Investors, including Saba, which is looking to exit its 29% position, were told they would receive 208p per share, which is 45% lower than the current price of 303p after big advances in the stock in the past two months.
James Carthew, head of investment company research at QuotedData, said: “The investors that ticked the exit box at CQS Natural Resources may be feeling a bit daft this morning”.
He added: “We tried hard to convince investors that the short-term upside from closing the discount would look mean relative to the upside from a re-rating of the trust’s portfolio. Unfortunately for them, investors such as Saba did not listen.”
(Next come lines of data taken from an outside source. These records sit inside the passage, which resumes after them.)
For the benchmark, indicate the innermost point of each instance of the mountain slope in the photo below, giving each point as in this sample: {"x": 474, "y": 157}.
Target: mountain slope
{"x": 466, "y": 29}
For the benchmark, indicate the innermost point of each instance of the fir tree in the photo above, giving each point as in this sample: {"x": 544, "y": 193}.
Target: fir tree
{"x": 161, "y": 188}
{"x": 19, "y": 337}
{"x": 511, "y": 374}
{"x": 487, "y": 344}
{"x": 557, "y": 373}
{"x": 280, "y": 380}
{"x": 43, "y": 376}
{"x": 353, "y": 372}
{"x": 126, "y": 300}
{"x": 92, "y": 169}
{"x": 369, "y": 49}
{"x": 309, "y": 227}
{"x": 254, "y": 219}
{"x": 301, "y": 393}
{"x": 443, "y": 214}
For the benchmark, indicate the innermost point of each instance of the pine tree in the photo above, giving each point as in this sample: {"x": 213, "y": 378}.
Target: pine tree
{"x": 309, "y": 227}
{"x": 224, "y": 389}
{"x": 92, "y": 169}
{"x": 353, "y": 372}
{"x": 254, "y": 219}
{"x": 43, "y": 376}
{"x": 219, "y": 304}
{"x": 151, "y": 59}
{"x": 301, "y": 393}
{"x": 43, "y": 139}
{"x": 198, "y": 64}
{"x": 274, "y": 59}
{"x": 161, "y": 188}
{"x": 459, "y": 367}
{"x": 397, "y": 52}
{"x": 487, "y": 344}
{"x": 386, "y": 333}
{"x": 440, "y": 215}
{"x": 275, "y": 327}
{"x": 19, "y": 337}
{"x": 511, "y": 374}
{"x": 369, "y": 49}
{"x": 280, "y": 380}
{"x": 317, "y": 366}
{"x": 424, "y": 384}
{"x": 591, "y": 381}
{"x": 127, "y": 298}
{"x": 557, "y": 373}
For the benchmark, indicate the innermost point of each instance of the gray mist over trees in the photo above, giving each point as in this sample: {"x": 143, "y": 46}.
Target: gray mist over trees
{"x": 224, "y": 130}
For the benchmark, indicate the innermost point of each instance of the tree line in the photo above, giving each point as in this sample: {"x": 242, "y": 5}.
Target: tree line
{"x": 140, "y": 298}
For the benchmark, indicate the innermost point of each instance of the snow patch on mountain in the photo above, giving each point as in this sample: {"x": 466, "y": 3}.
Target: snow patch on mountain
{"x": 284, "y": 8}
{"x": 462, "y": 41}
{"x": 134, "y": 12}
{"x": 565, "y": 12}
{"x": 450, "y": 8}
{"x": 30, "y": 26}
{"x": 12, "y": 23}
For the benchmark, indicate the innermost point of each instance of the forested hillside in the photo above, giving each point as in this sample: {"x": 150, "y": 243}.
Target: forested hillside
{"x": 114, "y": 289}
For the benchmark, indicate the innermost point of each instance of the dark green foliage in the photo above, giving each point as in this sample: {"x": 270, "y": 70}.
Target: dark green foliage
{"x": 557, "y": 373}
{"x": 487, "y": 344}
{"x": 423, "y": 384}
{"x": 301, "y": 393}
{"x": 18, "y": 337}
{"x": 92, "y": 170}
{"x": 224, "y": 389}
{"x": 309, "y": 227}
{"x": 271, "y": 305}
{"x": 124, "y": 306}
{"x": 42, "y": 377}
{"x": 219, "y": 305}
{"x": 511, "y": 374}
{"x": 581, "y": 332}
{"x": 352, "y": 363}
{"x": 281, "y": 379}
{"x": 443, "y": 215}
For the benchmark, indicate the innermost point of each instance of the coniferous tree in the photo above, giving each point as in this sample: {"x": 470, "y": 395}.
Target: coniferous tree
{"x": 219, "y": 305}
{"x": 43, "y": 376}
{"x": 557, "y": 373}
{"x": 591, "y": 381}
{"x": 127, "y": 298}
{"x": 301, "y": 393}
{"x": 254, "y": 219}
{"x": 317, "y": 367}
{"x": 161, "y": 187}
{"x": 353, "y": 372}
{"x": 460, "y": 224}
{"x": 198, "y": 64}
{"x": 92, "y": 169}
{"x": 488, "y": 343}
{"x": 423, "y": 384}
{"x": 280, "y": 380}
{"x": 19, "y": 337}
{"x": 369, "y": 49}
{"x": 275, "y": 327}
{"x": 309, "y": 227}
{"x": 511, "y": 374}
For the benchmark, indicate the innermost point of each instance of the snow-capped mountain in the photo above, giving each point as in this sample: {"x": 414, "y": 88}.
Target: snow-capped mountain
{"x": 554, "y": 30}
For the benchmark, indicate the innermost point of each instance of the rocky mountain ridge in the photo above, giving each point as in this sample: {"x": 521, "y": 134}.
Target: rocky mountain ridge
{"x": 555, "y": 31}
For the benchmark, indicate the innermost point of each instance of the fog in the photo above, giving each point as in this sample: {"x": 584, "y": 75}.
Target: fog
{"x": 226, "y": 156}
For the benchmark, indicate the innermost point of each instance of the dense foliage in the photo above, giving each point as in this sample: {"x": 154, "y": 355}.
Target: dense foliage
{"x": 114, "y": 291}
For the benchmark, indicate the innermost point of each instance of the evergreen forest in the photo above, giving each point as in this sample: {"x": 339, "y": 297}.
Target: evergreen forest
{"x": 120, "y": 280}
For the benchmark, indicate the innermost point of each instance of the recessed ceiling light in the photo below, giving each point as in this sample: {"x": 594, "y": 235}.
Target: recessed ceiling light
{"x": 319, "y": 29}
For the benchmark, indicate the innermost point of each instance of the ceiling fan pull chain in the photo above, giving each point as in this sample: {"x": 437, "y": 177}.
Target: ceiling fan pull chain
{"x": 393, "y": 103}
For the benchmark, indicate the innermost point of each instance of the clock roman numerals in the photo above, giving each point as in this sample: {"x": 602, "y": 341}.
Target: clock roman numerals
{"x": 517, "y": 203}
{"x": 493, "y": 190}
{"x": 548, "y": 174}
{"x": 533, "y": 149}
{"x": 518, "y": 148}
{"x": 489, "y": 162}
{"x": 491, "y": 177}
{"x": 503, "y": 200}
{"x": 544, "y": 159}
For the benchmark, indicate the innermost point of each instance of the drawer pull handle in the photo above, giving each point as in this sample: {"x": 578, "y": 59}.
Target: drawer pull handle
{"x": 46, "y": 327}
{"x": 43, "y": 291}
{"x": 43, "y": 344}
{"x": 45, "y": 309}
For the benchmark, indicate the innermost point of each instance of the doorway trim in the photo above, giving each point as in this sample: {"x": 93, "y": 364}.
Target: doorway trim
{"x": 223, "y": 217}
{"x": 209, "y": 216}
The investment company was forced to undertake the tender offer to get Saba off its back after Boaz Weinstein’s firm accumulated its stake last year and called for a general meeting in January to replace the board.
Although 98.6% of independent shareholders backed CYN in January and voted against Saba’s resolution, the company was obliged to reach a deal with its largest shareholder which had called for a second general meeting to convert it into an open-ended fund.
In response, CQS Natural Resources launched a strategic review of its options leading to the announcement in May of a tender offer to let investors sell all their shares at net asset value (NAV). At the time the shares had narrowed their discount, or gap, to NAV to 5% from around 15% in 2024.
They have rallied since then with the shares up 17% in August alone on the back of what the trust’s Manlife fund managers call a supportive stagflationary environment for gold and silver. Fund managers Ian Francis, Keith Watson and Robert Crayfourd held 46% of the portfolio in precious metals miners at the end of August.
The August ascent pushed shareholder returns to 213% over five years, well ahead of the two benchmarks the trust uses to measure its performance. The MSCI World Metals & Mining index was up just 75.75% and the MSCI World Energy Sector index had returned 173.8% over the same period.
The announcement of the tender offer in July came with other “value enhancing” measures such as a cut in the annual management fee to 1% and the adoption of an 8% dividend policy. So, although this has been a turbulent year for the trust, a smaller CQS Natural Resources has emerged in better shape for continuing investors.
Saba and other exiting investors missed the summer rally but may well have bagged a profit as CYN shares had moved up from a March 2024 low of 152p.